Speedup of nuclear-spin diffusion in hyperpolarized solids

TL;DR

This paper introduces a correction factor to nuclear-spin diffusion coefficients that accounts for hyperpolarization, showing that diffusion accelerates with increased polarization, impacting nuclear polarization buildup.

Contribution

The paper extends Lowe-Gade theory to low-temperature, high-polarization regimes, providing a new correction factor for nuclear-spin diffusion.

Findings

Diffusion accelerates with increased nuclear polarization.

Correction factor approaches unity at low polarization.

Implications for dynamic nuclear polarization processes.

Abstract

We propose a correction to the coefficient of nuclear-spin diffusion by a factor $1/\sqrt{1-\overline{p}^{2}}$, where $\overline{p}$ is the average nuclear-spin polarization.

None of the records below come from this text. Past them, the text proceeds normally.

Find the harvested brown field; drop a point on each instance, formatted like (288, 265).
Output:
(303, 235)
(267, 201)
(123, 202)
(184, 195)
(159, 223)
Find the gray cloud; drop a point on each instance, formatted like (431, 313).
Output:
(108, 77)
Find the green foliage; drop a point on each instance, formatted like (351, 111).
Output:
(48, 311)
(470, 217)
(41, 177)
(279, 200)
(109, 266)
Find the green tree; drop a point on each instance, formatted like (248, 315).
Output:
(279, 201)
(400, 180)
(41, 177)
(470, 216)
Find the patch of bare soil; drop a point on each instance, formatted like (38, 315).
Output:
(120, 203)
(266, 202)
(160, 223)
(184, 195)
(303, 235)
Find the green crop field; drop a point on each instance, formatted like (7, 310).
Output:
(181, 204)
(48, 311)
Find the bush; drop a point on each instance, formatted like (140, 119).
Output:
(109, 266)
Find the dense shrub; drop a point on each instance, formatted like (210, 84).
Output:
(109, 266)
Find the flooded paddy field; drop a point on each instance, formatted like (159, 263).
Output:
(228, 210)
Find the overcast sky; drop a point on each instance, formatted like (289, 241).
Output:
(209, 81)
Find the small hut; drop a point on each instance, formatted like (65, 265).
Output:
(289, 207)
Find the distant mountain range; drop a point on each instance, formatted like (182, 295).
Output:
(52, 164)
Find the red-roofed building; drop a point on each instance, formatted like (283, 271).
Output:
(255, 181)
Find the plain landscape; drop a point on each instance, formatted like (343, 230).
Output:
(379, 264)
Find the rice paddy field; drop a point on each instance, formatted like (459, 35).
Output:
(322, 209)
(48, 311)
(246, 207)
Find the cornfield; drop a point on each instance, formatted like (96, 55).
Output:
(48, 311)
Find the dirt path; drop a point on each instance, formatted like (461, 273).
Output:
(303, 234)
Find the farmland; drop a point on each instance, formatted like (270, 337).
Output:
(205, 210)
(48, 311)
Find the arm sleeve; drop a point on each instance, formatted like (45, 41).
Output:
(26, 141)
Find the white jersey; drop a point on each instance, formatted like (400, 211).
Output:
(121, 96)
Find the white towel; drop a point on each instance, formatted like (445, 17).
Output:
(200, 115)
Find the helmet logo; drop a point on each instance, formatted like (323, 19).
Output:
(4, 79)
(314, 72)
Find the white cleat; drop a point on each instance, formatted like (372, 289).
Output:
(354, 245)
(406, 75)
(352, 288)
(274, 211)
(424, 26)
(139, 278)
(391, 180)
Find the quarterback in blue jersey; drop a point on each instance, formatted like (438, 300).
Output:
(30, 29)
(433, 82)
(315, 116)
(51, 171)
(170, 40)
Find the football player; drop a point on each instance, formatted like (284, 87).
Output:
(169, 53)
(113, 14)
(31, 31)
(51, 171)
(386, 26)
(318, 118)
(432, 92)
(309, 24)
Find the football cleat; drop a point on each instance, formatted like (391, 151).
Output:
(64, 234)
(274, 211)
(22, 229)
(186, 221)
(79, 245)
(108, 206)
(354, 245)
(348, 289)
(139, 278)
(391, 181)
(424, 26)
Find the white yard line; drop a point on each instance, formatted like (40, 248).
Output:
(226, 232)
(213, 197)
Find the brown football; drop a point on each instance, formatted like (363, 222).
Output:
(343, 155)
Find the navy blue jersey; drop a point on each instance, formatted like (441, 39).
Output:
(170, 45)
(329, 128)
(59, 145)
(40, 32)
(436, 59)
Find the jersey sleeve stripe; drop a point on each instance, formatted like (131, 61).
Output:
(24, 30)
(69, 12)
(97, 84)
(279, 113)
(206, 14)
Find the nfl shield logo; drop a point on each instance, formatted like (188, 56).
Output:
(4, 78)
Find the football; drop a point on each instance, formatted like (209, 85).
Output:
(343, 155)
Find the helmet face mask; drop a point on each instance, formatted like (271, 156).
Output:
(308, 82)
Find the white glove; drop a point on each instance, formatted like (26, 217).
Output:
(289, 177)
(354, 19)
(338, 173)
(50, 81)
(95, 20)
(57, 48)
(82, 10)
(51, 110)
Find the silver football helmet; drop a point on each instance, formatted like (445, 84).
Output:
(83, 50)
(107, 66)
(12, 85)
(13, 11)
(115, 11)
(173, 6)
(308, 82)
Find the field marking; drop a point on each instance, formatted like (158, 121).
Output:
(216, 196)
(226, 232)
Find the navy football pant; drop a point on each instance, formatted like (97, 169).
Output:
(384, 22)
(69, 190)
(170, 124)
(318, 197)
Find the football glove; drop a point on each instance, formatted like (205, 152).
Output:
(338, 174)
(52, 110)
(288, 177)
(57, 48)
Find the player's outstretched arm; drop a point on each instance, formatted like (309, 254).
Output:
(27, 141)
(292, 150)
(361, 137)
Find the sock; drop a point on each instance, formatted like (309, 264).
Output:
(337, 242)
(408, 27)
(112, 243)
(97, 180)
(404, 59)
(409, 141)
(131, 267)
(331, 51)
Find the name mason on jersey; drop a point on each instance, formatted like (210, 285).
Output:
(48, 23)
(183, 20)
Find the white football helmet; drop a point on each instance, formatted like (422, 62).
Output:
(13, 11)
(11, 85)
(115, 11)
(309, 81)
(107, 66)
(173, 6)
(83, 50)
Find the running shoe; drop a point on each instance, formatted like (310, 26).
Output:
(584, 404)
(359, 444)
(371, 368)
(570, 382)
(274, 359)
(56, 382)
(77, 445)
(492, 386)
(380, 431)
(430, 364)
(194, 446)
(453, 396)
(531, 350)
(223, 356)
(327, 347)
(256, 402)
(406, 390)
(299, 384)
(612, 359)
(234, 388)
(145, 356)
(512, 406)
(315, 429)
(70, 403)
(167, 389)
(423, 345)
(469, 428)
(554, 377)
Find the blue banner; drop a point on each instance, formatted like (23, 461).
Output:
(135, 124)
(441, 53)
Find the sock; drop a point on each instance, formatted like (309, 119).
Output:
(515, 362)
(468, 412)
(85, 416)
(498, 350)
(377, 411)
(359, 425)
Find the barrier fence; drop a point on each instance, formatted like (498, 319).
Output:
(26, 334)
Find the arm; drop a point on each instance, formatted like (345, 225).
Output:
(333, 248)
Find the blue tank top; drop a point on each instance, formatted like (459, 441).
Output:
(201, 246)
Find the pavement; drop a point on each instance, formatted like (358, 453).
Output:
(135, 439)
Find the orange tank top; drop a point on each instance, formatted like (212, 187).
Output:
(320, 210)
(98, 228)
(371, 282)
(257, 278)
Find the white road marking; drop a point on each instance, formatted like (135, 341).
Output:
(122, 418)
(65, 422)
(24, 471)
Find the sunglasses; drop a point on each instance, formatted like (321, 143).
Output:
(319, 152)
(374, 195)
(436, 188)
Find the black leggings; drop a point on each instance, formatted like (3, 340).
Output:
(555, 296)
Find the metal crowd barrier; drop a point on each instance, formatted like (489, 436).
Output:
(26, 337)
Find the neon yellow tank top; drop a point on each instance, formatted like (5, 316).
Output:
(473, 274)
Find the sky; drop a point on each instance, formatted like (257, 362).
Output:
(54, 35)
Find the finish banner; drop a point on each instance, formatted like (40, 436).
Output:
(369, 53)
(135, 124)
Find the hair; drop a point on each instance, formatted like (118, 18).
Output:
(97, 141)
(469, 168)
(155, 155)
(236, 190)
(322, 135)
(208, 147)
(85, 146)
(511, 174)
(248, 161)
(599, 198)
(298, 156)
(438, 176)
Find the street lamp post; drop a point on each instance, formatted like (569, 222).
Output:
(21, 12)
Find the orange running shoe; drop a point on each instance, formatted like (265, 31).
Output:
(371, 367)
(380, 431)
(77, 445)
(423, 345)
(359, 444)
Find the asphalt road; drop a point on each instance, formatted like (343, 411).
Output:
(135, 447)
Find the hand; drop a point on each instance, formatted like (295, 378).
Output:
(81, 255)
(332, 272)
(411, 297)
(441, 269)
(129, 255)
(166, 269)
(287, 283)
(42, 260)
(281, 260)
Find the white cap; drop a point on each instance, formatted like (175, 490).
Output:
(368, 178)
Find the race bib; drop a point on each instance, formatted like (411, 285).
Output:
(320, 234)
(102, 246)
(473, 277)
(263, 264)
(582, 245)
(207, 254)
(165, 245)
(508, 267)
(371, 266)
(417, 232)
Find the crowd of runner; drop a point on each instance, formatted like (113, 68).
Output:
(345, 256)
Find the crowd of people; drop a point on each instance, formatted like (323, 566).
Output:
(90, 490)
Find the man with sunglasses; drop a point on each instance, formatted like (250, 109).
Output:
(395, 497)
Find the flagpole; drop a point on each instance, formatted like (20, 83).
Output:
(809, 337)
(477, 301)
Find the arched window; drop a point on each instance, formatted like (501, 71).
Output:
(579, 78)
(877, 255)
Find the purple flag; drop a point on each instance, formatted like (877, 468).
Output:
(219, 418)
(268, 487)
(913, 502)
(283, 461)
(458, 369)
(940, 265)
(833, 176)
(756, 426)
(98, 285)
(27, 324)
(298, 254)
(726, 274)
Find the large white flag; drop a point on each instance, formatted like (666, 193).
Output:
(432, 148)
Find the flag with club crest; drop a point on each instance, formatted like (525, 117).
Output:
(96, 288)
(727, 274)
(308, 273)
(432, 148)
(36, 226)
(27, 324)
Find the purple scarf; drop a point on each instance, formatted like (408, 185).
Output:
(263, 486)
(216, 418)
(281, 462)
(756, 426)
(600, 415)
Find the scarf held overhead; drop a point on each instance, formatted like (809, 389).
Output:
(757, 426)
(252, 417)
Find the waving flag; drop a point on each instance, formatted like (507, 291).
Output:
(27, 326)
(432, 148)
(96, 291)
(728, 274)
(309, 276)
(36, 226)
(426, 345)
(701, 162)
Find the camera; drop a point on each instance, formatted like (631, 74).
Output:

The correction, derived by extending the Lowe-Gade theory to low-temperature cases, implies that transportation of nuclear magnetization through nuclear-spin diffusion accelerates when the system is hyperpolarized, whereas for low-polarization the correction factor approaches unity and the diffusion coefficient coincides with the conventional diffusion coefficient valid in the high-temperature limit. The proposed scaling of the nuclear-spin diffusion coefficient can lead to observable effects in the buildup of nuclear polarization by dynamic nuclear polarization.